Re: Apple says sorry for Mac Perl breakage (sort @INC)
by tye (Cardinal) on Mar 25, 2009 at 07:41 UTC

    "Apple's Moy says the problem is due to the way Perl orders its module directory search path"

    A while back I was a bit shocked to find out how badly the order of directory searching was broken in Perl because it seemed pretty obvious to me that user-specific directories should be searched before site-specific directories before "came with the distribution" directories (and that this is especially true for the easy-to-predict scenario of installing a new version of a "core" module). (I even read a thread at PerlMonks this week where this search-order breakage was implicated.)

    I got pointed to some vague references to how "it has to be that way, for now" but could never find or get an explanation of how it got broken (I recall, in the long-distant past of doing porting, perhaps even for Perl 4, that this obvious case was properly handled, though I might be misremembering that) and what depends on that breakage.

    I'd love to hear or be pointed to some background on that.

    - tye        

      Just meditating, but to me it makes perfect sense to me that the directory search path comes in this order, especially when it comes to core. I think it follows a philosophy of 'adding on' modules, not 'enhancing existing' modules with over-rides. I think the distribution directories should contain nothing but core, tested and proven to work in harmony with the rest of the OS and attempting to upgrade them should not be taken lightly with a simple user search path over-ride. From an application point of view we're quite comfortable with over-riding just about anything in Perl, but from an OS point of view, I don't think you want that to happen (easily anyway).

      What shocks me is that the core modules that Apple broke where 'upgraded' by users because the the Apple versions were old and out of date. The finger pointing at search path order seems to have overshadowed the fact that Apple has neglected to keep it's Perl core up to date.

        You make a good point about not using the user's module updates for the system tools. However, the system tools should normally be run as a superuser account, which shouldn't normally be used for day-to-day production programming.

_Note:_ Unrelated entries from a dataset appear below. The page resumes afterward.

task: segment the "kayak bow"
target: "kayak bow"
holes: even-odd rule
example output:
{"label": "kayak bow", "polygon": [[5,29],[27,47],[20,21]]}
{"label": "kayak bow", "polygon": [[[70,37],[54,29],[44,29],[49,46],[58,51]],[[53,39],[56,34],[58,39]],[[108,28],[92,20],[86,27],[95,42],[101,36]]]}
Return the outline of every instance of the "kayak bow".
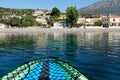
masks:
{"label": "kayak bow", "polygon": [[2,77],[2,80],[88,80],[68,63],[39,59],[25,63]]}

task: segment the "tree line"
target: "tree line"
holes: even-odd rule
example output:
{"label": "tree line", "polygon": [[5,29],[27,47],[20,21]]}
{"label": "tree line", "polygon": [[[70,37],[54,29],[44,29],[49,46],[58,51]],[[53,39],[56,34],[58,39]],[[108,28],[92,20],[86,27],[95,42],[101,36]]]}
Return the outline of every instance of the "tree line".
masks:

        Beyond that, even system-wide system-specific module upgrades shouldn't change anything for OS distro utilities that use the modules. If they're packaging perl, the Perl modules, and packaging the apps that depend upon those modules, then the packagers of those dependent apps should have no problem knowing and using the exact paths to the original versions. There's even an optional vendor_perl directory one can configure during the perl build that's just like the site_perl directory. Mandriva uses it, so why not Apple?

        I can understand the hesitation for a company that sells products based on "it just works" to bundle the latest and greatest software in their distribution all the time. I'm sure they only use things they're had time to test as units and in integration. While being on the cutting edge is great for some, when you're selling boxes to lots of people and want few support issues, you usually do stay back a few releases for stability and testing reasons.